(Photo courtesy of Wikimedia Commons)
"Listening to John forces you to experience the narrative more like a symphony than a book."--William Hamblin, "Introducing John"
It's not news to any of my usual blog readers that if you were to ask me to rank the Gospels in order of my "likes," it goes like this:
Mark (it's raw, uncut, full of naked emotion, and the chronologically closest Gospel to the actual events of the life of Jesus)
Luke (a very close second--I love the emphasis on healing, being a physician myself, and it's a wonderful "point-counterpoint" to the pathos in Mark)
Matthew (too "chattery"--I like the parables but there's just too much conversation in Matthew)
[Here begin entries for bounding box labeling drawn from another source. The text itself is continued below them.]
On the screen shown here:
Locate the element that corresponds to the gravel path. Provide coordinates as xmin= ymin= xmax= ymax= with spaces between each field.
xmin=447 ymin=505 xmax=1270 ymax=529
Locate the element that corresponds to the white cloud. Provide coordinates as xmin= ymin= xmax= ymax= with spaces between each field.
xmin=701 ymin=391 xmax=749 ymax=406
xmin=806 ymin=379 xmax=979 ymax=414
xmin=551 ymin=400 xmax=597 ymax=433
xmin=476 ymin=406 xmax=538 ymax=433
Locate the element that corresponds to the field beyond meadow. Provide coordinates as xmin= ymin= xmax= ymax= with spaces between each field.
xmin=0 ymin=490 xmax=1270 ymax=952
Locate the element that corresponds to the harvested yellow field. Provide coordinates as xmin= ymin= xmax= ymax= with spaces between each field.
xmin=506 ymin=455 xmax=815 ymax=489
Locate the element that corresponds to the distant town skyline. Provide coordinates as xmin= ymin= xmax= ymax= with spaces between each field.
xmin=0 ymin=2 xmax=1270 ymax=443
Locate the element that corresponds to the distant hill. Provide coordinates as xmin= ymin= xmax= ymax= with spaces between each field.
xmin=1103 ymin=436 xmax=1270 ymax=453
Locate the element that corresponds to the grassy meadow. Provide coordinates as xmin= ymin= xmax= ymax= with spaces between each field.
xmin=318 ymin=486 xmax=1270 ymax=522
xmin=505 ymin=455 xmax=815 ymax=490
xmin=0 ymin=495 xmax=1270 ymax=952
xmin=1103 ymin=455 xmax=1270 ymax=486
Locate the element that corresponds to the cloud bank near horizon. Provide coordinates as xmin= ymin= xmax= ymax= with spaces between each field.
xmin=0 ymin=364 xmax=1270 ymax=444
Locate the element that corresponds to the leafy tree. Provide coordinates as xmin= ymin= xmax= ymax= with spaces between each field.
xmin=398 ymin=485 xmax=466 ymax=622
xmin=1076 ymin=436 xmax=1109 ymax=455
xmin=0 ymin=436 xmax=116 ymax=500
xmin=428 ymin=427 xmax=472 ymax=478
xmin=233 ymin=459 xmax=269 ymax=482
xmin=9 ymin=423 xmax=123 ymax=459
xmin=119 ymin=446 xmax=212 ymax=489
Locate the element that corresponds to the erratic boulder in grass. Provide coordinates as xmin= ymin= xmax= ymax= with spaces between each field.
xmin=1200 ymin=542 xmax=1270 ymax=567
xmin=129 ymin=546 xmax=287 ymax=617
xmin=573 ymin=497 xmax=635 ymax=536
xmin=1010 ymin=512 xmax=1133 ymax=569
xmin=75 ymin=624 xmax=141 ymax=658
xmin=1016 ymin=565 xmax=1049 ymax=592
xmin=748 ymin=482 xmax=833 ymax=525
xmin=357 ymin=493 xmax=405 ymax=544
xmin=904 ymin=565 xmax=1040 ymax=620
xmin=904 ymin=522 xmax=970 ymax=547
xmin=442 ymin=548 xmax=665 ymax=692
...and a very distant fourth...
Historically, John is just too much "out there in the ether" for me. I've always had a problem with the fact several stories in it are not in the Synoptic Gospels, and I've never liked the...well...attitude...Jesus seems to have in John. In the Synoptics, I feel like we are allowed more humanity to Jesus. I wonder to myself, "How much did Jesus really "get" that he was the Messiah? When did he figure it out? How did that feel to him?" I feel Jesus' stress about this more in the Synoptics. Jesus as portrayed in John is a bit of a know-it-all about it, and he's kinda haughty in spots about it. It's clear in John that Jesus is divine from the get-go, and the fact so many people in the stories don't get that he is, sticks out.
I've also never historically liked how some fundamentalists seem to treat John like it's a "Why you need to get saved," kit. I've heard it called "salvation in a box." Fundamentalists often treat John as a "larger" Gospel than the other three. But in all fairness, I think for one to embrace a more evangelical outlook, one needs a Jesus that is a little larger than life than the Synoptics can offer. So, I can be okay with that--for them. But not for me.
This was always a bone of contention between one of my former priests and me. He'd get all wide-eyed gooshy about John and I'd just sort of wrinkle up my nose and go, "Oh, there's just too much existential BS about John." Then he'd more or less pat me on the head and say, "Oh, well, John is a pastor's Gospel. Not so much a lay person's Gospel," which of course, my bruised ego, the part of my ego that likes to be the smartest pupil in the room, (Yeah, I admit to that little devil sitting on my shoulder), would interpret as, "You're just too dumb to get it, because you don't have my theological education," and my ears would burn...I would just clam up and scowl...and I liked John even less.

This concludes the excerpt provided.